Cuando los himnos religiosos (vulgo la Casada y la Golondrina) cesaban, la Facultad, o sea, el médium, golpeaba con todo el furor de sus piernas sobre la tarima.
— ¿Qué quiere? —preguntaban desde su rincón las cantoras, y el intérprete oficiante respondía:
— Quiere más música.
Oído esto, la Casada volvía a la palestra.
Al fin, acabó la sesión; se hizo la luz, y la otra, la misteriosa, el copo lácteo que danzaba en el aire, desapareció.
Cuando salí a la calle, donde soplaba un vientecillo helado, interrogué a mi amigo:
— ¿Qué opinas de esto?
— Vengo muy desconsolado.
— ¿Por qué?
— Porque al pasar la luz cerca de mí le metí zancadilla…
— ¡Hombre...!
— Y tropezó la Facultad…
7 de diciembre de 1896
“Fotografía espírita” 19
Los espíritus tienen coqueterías de mujer, cosa que yo no hubiera creído si no me lo revelan ellos mismos, o mejor dicho, si no revela esas coqueterías un buen fotógrafo artista macabro que fija en su cámara oscura fisonomías ultraterrestres.

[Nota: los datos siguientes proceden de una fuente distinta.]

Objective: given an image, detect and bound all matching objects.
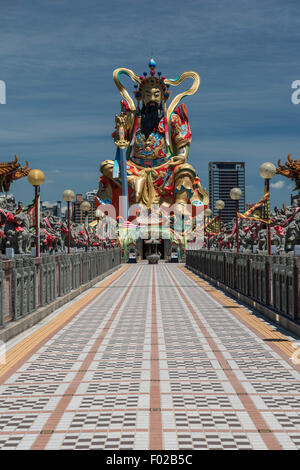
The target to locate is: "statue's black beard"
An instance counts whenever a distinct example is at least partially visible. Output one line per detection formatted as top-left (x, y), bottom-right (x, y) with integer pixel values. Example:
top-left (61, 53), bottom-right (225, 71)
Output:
top-left (141, 103), bottom-right (161, 139)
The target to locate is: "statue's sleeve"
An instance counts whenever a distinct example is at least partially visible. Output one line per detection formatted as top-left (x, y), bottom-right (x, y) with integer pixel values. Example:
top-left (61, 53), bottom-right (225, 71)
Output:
top-left (171, 104), bottom-right (192, 149)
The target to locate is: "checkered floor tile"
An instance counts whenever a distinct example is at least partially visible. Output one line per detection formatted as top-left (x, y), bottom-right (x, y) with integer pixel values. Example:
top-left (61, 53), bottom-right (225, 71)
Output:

Este digno hijo de Daguerre, seguro de que los espíritus, como los microbios, pululan en todas partes, se dijo: “Hay que atraparlos”, y los atrapa por un medio muy sencillo.
Va usted a retratarse; le coloca a usted frente a la cámara y le dice:
— Evoque usted a algún espíritu.
Y usted evoca a su madre (conste que esta frase no es un insulto).
— Reconcentre usted su imaginación —añade el fotógrafo— para que la imagen no se borre un punto. ¡A la una! ¡A las dos! ¡A las tres!
Ya está usted retratado con todo y madre.
A los tres o cuatro días va usted por sus retratos; los observa: la fisonomía de usted se destaca perfectamente; y aquí entra lo maravilloso: sobre la cabeza de usted, en el lienzo que sirve de fondo, hay unos trazos vagos, esfumados casi; se advierte un rostro; lo considera usted bien, y acaba por distinguir sus facciones.
— ¿Son las de su madre?
— No —responde usted—, serán las de la suya.
— Las de la mía tampoco. Se trata de otro espíritu que andaba por ahí. Apenas tuvo tiempo de alisarse el pelo para no salir con la cabeza desgreñada. Si hubiera tenido tiempo, de seguro se pone una flor en la cabeza y sonríe.
¿Evoca usted a su padre?
Pues resulta un caballero anciano, con patillas luengas y ceño fruncido.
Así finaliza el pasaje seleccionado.